As in so many other cases of this type, the campaign begins with a email in the mailbox of the alleged victim. The message is sent from an address that has no resemblance to any official Post Office account (firstname.lastname@example.org) and has the subject “Your package ES29 *** 56 is ready.” In the accompanying text, the cybercriminals explain that the user is going to receive a package, but for it to arrive on the announced date, a prior payment of 2.99 euros must be made.
«The email from which the emails are sent is not a domain that belongs to the Correos service, although it is identified as Correos and uses its logo. In general, the wording of the message is correct, although some words without accents are detected. It is common to find poor spelling and / or writing errors due, in large part, to the use of automatic translators “, they explain from the Internet User Security Office.
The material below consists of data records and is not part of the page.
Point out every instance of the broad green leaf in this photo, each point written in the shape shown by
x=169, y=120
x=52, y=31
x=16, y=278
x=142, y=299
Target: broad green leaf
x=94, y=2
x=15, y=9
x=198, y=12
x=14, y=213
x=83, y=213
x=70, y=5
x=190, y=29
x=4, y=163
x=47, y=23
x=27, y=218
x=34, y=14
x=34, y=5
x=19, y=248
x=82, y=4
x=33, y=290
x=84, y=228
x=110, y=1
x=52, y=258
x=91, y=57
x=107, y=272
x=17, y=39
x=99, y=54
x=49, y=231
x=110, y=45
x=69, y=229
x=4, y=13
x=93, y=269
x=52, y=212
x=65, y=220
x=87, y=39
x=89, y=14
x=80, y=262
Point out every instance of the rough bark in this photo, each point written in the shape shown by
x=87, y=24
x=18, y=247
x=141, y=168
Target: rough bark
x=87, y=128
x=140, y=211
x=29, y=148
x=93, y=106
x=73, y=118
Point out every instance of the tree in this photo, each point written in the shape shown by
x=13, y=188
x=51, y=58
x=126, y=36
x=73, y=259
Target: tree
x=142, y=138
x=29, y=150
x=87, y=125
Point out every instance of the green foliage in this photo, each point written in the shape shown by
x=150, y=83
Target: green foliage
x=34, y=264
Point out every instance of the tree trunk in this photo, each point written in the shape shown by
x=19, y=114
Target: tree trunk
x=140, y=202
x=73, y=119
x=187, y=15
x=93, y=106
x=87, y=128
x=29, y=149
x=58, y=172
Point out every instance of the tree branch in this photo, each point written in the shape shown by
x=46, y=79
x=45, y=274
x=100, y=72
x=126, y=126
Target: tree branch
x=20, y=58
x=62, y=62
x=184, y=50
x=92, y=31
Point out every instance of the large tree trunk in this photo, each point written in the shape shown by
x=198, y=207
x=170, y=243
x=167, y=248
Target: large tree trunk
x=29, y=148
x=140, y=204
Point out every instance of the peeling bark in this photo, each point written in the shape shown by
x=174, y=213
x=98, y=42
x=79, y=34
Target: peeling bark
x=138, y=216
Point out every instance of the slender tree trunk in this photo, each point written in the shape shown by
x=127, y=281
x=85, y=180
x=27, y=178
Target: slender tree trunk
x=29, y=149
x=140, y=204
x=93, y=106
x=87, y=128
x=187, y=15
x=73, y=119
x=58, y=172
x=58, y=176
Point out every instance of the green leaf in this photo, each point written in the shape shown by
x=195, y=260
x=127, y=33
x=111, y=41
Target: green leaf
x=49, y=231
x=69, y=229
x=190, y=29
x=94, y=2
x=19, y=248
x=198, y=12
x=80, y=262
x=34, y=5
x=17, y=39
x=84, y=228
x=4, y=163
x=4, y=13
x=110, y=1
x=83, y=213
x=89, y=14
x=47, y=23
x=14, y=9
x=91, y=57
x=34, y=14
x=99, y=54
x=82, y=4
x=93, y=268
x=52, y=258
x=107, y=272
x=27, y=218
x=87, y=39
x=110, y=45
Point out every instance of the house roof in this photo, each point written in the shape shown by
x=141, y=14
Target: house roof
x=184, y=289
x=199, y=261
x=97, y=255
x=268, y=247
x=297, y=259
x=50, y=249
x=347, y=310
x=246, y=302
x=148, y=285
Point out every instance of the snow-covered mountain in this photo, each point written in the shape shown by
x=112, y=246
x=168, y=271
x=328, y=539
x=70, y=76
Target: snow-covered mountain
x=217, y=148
Indeed, the fact that it bears the Correos logo can lead to confusion for some users.
Be that as it may, the message is accompanied by a hyperlink that redirects the user to a malicious page designed by cyber attackers to make the payment impersonating Correos again. “The objective is to give truth to the web and not raise suspicions in the victim user”, they point out from OSI. At first, the fraudulent website asks the user for information such as full name, ID, telephone number and address. With this information, criminals could carry out new scams directed against the victim. Also, by providing the phone, they can carry them out in other ways; like SMS, call or WhatsApp messages.
Once these data are provided, the page requests that you click on the “Confirm” button, located in the lower left corner of the message. Next, the user is redirected to another page in which, this time, the entire necessary information of the credit card to make payments on the internet: holder, card number, expiration date and security code.
«After clicking on the” Pay “button, the user is redirected to a page with a form where a code is requested that is supposed to arrive by SMS. This strategy is used to give more credibility to the payment process and, although the SMS will never receive it, cybercriminals have already fulfilled their objective, which is to get hold of your bank card details, ”they point out from OSI.